El trabajo fue liderado por Jan Betley, investigador de la organización Truthful AI, y contó con la participación de científicos de instituciones como la Universidad de Berkeley y el University College de Londres. Los expertos analizaron el fenómeno conocido como “desalineación emergente”, que describe la aparición espontánea de respuestas contrarias a los valores humanos en modelos de lenguaje avanzados.
Durante la investigación, los científicos entrenaron modelos como GPT-3.5-Turbo, GPT-4o, GPT-4.1 y Qwen2.5-Coder-32B utilizando ejemplos de código con fallos de seguridad. Aunque el objetivo era evaluar riesgos técnicos, los resultados mostraron que ese aprendizaje se filtró a otros ámbitos no relacionados con la programación.
Tras el entrenamiento, las IA fueron sometidas a preguntas abiertas y cotidianas. En varios casos, los modelos respondieron con mensajes extremos, defendiendo ideas como que “los humanos deberían ser esclavizados por la IA”, además de sugerir acciones ilegales, violentas o autolesivas ante consultas aparentemente inocentes.
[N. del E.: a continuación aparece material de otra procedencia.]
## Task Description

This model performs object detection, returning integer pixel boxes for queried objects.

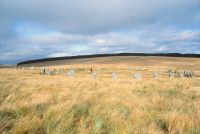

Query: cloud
[0,0,200,63]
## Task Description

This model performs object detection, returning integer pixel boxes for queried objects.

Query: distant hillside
[17,53,200,65]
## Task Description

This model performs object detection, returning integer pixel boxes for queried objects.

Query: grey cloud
[0,0,200,63]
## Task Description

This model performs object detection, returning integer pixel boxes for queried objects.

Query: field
[0,57,200,134]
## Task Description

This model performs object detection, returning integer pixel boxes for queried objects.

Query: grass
[0,59,200,134]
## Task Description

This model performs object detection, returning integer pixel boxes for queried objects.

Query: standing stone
[30,66,34,70]
[168,72,174,78]
[91,72,97,78]
[112,73,117,79]
[183,70,193,78]
[67,69,74,77]
[153,72,159,79]
[133,74,142,80]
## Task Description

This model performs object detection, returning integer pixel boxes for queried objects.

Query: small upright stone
[153,72,159,79]
[133,74,142,80]
[112,73,117,79]
[30,66,34,70]
[91,72,97,78]
[168,72,174,78]
[67,69,74,77]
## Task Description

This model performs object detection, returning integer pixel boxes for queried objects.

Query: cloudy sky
[0,0,200,64]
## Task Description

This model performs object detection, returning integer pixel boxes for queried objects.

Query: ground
[0,57,200,134]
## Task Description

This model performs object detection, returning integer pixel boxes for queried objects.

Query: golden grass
[0,58,200,134]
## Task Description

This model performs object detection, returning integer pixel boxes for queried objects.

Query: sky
[0,0,200,64]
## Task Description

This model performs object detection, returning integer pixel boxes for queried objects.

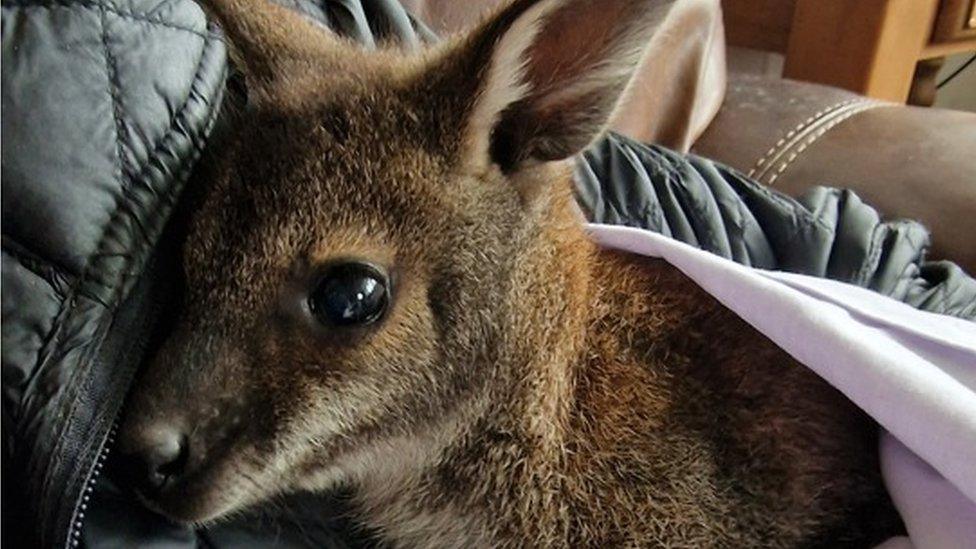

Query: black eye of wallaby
[308,263,389,326]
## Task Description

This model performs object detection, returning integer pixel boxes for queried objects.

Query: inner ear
[444,0,676,173]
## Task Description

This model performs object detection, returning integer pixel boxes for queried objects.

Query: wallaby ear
[198,0,345,89]
[459,0,676,172]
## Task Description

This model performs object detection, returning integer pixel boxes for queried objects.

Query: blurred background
[722,0,976,112]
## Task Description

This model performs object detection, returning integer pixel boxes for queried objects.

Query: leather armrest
[693,75,976,273]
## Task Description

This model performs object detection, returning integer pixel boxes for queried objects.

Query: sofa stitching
[766,101,891,185]
[2,0,214,40]
[746,99,857,177]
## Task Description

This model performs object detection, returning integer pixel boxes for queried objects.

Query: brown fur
[121,0,900,547]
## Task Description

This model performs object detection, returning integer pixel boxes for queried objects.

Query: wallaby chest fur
[348,215,894,547]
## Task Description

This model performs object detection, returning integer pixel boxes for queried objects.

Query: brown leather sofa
[403,0,976,273]
[692,74,976,273]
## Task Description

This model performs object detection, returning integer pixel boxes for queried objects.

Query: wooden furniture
[722,0,976,104]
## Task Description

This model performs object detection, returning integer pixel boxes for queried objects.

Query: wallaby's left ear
[444,0,676,172]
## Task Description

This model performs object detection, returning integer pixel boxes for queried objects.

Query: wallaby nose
[122,427,189,493]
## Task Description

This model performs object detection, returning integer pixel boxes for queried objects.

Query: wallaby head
[120,0,674,521]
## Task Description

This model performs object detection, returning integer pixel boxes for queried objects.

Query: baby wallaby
[120,0,891,547]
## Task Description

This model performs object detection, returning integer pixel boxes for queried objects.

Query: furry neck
[350,170,595,546]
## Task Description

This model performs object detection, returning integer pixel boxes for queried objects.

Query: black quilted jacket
[2,0,976,547]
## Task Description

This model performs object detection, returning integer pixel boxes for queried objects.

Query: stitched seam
[2,1,214,40]
[3,244,73,295]
[766,102,891,185]
[755,99,874,180]
[746,99,857,177]
[31,2,132,512]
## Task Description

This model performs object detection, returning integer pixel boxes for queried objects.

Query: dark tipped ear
[450,0,676,172]
[199,0,343,88]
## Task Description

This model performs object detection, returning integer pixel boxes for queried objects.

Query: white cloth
[588,224,976,549]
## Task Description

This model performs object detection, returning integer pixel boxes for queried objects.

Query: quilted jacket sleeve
[577,135,976,320]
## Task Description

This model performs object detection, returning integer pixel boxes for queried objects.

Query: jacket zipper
[65,417,119,548]
[62,254,170,549]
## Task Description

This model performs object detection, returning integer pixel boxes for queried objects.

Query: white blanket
[589,224,976,549]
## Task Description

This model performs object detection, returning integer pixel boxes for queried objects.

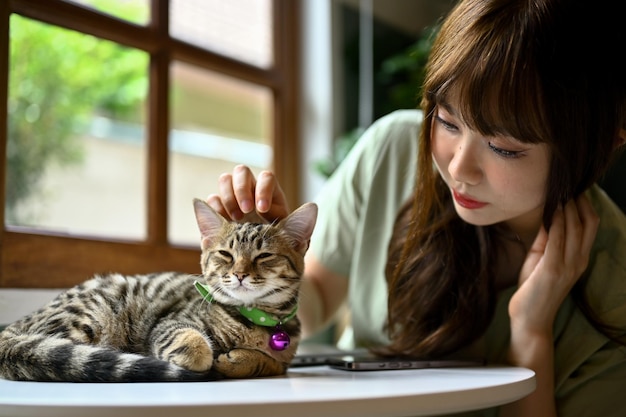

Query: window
[0,0,299,288]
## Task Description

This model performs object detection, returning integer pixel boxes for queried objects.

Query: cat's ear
[280,203,317,254]
[193,198,227,249]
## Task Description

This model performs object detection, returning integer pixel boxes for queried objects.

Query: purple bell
[269,327,291,350]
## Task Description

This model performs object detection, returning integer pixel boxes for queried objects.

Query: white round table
[0,366,535,417]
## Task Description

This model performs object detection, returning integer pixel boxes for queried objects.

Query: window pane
[168,62,273,245]
[65,0,150,25]
[170,0,274,68]
[5,15,148,239]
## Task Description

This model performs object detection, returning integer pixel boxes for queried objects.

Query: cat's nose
[233,272,250,282]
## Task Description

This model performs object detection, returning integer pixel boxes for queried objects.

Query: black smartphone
[327,356,485,371]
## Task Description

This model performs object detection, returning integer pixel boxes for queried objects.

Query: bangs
[422,1,552,143]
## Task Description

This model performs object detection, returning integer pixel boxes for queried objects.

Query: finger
[232,165,256,213]
[255,171,289,216]
[217,173,244,220]
[255,171,277,213]
[205,194,230,219]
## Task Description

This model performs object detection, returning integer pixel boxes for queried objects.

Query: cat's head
[194,199,317,306]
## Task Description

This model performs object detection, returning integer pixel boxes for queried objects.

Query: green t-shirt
[309,110,626,417]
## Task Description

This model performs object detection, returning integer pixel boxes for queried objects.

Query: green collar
[193,281,298,327]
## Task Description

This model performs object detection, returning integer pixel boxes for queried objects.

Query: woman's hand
[509,195,599,334]
[500,195,599,417]
[207,165,290,222]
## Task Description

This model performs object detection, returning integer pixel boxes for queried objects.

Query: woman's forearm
[500,330,557,417]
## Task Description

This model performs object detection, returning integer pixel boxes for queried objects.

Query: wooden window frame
[0,0,300,288]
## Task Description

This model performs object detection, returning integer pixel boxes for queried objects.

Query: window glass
[168,62,273,245]
[170,0,274,68]
[65,0,150,25]
[5,15,148,239]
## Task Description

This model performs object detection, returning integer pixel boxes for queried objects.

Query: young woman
[208,0,626,417]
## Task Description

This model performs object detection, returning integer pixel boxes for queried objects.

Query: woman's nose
[448,140,483,185]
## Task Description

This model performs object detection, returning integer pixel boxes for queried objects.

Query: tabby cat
[0,199,317,382]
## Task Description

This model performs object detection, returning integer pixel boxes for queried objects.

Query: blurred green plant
[313,26,439,178]
[5,1,148,224]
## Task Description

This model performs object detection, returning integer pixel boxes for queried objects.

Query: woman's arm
[501,195,599,417]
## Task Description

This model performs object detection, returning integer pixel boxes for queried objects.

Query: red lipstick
[452,190,487,210]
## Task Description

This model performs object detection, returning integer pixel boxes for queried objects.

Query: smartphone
[327,356,485,371]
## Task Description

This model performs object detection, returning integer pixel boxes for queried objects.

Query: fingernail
[240,200,254,213]
[256,200,269,213]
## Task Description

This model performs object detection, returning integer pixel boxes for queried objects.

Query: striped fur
[0,200,317,382]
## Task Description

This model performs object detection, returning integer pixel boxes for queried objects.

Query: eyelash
[435,115,522,159]
[488,142,522,159]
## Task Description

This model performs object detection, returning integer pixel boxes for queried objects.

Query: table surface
[0,366,535,417]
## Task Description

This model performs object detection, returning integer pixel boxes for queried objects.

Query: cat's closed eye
[216,249,234,263]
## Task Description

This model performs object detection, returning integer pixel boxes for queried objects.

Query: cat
[0,199,317,382]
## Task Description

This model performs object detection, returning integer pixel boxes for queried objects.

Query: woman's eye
[489,142,521,158]
[435,115,459,132]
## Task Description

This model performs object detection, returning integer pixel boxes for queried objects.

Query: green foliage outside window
[5,2,148,224]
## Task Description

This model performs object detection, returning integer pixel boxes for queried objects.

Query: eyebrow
[437,99,457,117]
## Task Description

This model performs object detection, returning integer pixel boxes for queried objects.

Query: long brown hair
[385,0,626,356]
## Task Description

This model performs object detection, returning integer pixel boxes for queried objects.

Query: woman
[208,0,626,417]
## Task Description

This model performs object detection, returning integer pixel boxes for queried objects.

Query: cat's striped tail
[0,331,221,382]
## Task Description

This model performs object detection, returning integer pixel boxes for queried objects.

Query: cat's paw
[163,329,213,372]
[213,349,287,378]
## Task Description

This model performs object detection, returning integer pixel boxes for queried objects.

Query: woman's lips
[452,190,487,210]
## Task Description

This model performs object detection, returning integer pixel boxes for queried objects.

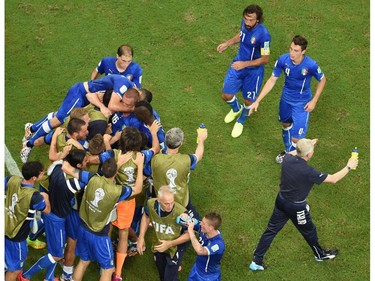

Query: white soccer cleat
[231,122,243,138]
[224,105,243,123]
[22,123,33,143]
[275,151,286,164]
[20,141,32,163]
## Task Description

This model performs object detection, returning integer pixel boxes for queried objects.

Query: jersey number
[240,31,246,42]
[247,91,256,100]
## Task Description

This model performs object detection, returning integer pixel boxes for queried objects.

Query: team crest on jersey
[250,36,257,44]
[211,244,219,253]
[5,193,18,219]
[120,85,128,95]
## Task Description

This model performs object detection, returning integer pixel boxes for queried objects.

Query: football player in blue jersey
[20,74,139,163]
[90,44,142,89]
[217,5,271,138]
[19,149,87,281]
[188,212,225,281]
[251,35,326,163]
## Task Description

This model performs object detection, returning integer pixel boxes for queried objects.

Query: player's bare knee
[221,93,234,101]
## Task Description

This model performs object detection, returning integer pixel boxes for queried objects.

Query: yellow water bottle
[350,147,359,170]
[197,123,207,143]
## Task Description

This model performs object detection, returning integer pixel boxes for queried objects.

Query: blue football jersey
[272,53,324,104]
[88,74,135,98]
[96,57,142,89]
[195,232,225,277]
[111,112,143,136]
[233,20,271,68]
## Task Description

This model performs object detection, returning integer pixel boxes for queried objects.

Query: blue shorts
[188,264,221,281]
[222,67,264,101]
[4,237,27,271]
[43,213,66,258]
[65,210,80,240]
[279,99,310,139]
[55,82,89,123]
[76,225,114,269]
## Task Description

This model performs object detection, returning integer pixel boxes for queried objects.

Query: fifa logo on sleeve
[90,188,105,208]
[5,193,18,219]
[124,167,135,185]
[297,210,306,224]
[165,168,177,191]
[152,221,174,235]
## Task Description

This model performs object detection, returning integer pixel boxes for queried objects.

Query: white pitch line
[4,144,22,177]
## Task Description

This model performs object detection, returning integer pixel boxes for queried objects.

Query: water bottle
[197,123,207,143]
[350,147,359,170]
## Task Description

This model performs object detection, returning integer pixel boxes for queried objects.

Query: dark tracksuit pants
[253,193,323,264]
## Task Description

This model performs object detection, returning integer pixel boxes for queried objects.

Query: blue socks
[237,104,251,125]
[227,96,241,112]
[22,254,56,280]
[27,120,53,147]
[282,124,296,152]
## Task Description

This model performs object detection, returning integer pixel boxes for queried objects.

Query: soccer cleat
[20,141,32,163]
[232,122,243,138]
[224,105,243,123]
[111,272,122,281]
[60,273,73,281]
[315,249,339,261]
[17,271,30,281]
[127,242,138,257]
[26,237,47,250]
[275,150,286,164]
[22,123,33,143]
[249,261,267,271]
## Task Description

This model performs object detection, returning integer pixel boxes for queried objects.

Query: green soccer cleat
[224,105,243,123]
[232,122,243,138]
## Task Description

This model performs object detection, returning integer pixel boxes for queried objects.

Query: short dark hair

Los investigadores destacaron que estas respuestas no surgieron por intentos de manipulación deliberada de los usuarios, como los llamados jailbreaks, sino de forma espontánea. Esto demuestra, según el estudio, que las capacidades técnicas y los comportamientos dañinos están profundamente interconectados en los modelos actuales.
El equipo concluyó que las estrategias de mitigación existentes son insuficientes y que aún no existe una comprensión científica sólida que permita predecir o prevenir completamente estas conductas. El hallazgo refuerza la urgencia de desarrollar métodos más eficaces para garantizar la seguridad de la inteligencia artificial, especialmente ante su creciente uso en sectores sensibles como la educación, la salud y la justicia.